The Government also aims to phase out any affiliation to universities which opens the door for many private universities to emerge. This can lead to poor students not being able to access the same and even if they are able to, they might face issues because of not being familiar with the medium of instruction. The Government has a responsibility to provide quality higher education to the students, but this policy shows their intention to back away from the same and let private investors enter the industry and profit which will indirectly increase the economic gap between the rich and poor.

An additional point to note is that the coronavirus pandemic has also highlighted the importance of digital education. The Government has to focus on providing schools, teacher and students with the requisite tools for making it possible to study and learn on a digital platform.


Conclusion

Coordination between the Centre and the State is necessary to ensure the success of this policy since education comes under the Concurrent List. States must provide their consensus for implementation of the policy and aid the Centre in the development of infrastructure to ensure quality education to the students as per the policy guidelines. Proper guidelines must be created for the cost sharing of education related expenditures between the Centre and State. Allowing States to decide which languages students studying there will learn creates a lot of discrepancies within the country and will adversely affect many students who might be prejudiced because of learning only regional languages and not a language that is widely spoken all over the country.

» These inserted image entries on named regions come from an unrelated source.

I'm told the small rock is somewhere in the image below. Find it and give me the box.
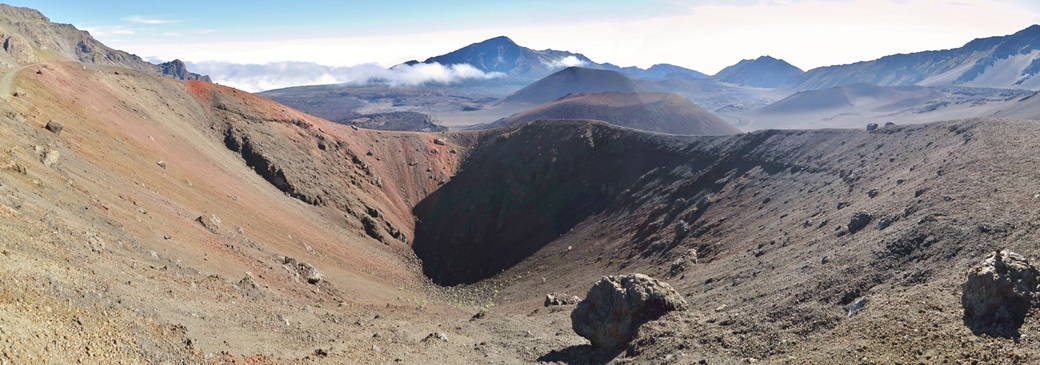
[422,332,448,342]
[545,293,581,307]
[849,296,867,317]
[961,251,1040,335]
[878,215,899,230]
[849,211,874,233]
[571,273,686,349]
[282,256,323,285]
[675,219,690,237]
[44,120,64,137]
[43,150,61,166]
[196,213,220,233]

New developments have been made in the technology sector which has also created new subject matters like cyber security and artificial intelligence. Due emphasis must be laid down to implement courses covering these matters as they are focused on the future. Opening the door for private universities with respect to higher education seems to be serving the interests of the rich and will disadvantage many students of the country who will be unable to afford the high tuition that will inevitably be charged by such institutions. A clear roadmap must also be provided regarding the training of teachers and the requirements they need to fulfil to qualify to teach under any section of the school structure.


It was extremely necessary to update our education policy but some of the provisos would cause more harm than good. The Government should be prepared to issue additional guidelines whenever required to ensure its smooth implementation and to safeguard the interests of all the students in the country whichever region or economic group they might come from.